A more recent analysis of 235 monogamous Ugandan couples in this same population confirmed the intimate link between transmission risk and viral load (as well as genitourinary disease) in the positive partner.19 These researchers examined the impact of disease stage, viral load, and other factors on transmission risk in the years before any of these people took antiretrovirals. They established HIV transmission by HIV sequence analysis.
The HIV transmission rate was about 8 per 1000 coital acts in the first 5 months of HIV infection, when viral load is highest (median 30,000 copies/mL in this cohort).19 Six to 35 months after infection, the rate fell to about 1.5 per 1000 coital acts as the viral load waned (median 2600 copies/mL 15 months after infection). During chronic HIV infection, transmission rates varied from about 0.5 to 1.0 per 1000 coital acts (median viral load 10,300 copies/mL at study entry and 15,000 copies/mL after 30 months of follow-up).
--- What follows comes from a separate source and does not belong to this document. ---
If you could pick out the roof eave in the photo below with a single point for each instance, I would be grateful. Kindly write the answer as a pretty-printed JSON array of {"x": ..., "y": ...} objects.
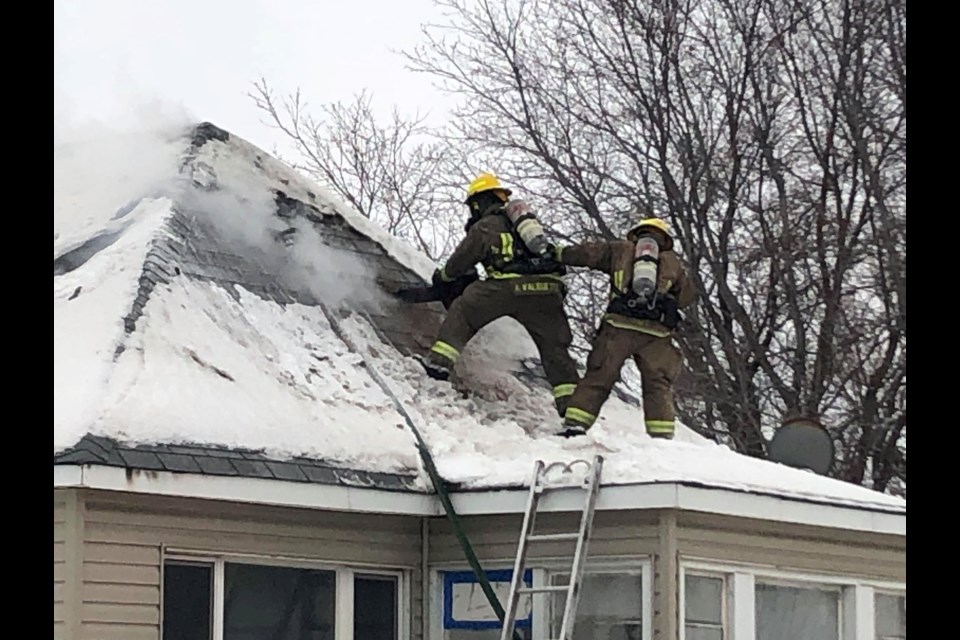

In late-stage infection (median viral load 112,600 copies/mL), transmission rates climbed back above 1 per 1000 coital acts, reaching about 3.5 per 1000 in the 6 to 25 months before death.
Multivariate analysis determined that, compared with a viral load in the lowest quartile, a load in the next-higher quartile tripled the risk of HIV transmission per coital act (rate ratio [RR] 3.31, 95% CI 1.01 to 10.80), a load in the next-higher quartile upped the risk more than 6 times (RR 6.39, 95% CI 2.10 to 19.42), and a load in the highest quartile inflated odds 7 times (RR 7.06, 95% CI 2.29 to 21.81). In a model that also included viral load, genitourinary disease in the initially infected partner doubled the risk of transmission (RR 2.05, 95% CI 1.02 to 4.14).
A recent longitudinal study of 1381 initially HIV-negative gay men in Sydney, Australia figured a per-sex-act HIV risk of 14.3-in-1000 for men who practiced unprotected receptive anal intercourse with ejaculation in the rectum versus 6.5-in-1000 for unprotected receptive anal intercourse with withdrawal before ejaculation.20 The latter rate came close to the 6.2-in-1000 for uncircumcised men who practiced unprotected insertive anal intercourse, much higher than the 1-in-1000 rate for circumcised men taking the insertive role. The 1.43-in-100 infection rate for receptive partners whose mates ejaculated in their rectum looks big when one considers that the 663 men who took that role reported 56,514 such encounters in 6 years of total follow-up, or 85 per man. Also, these findings underline the iffy protective value of withdrawal during anal sex.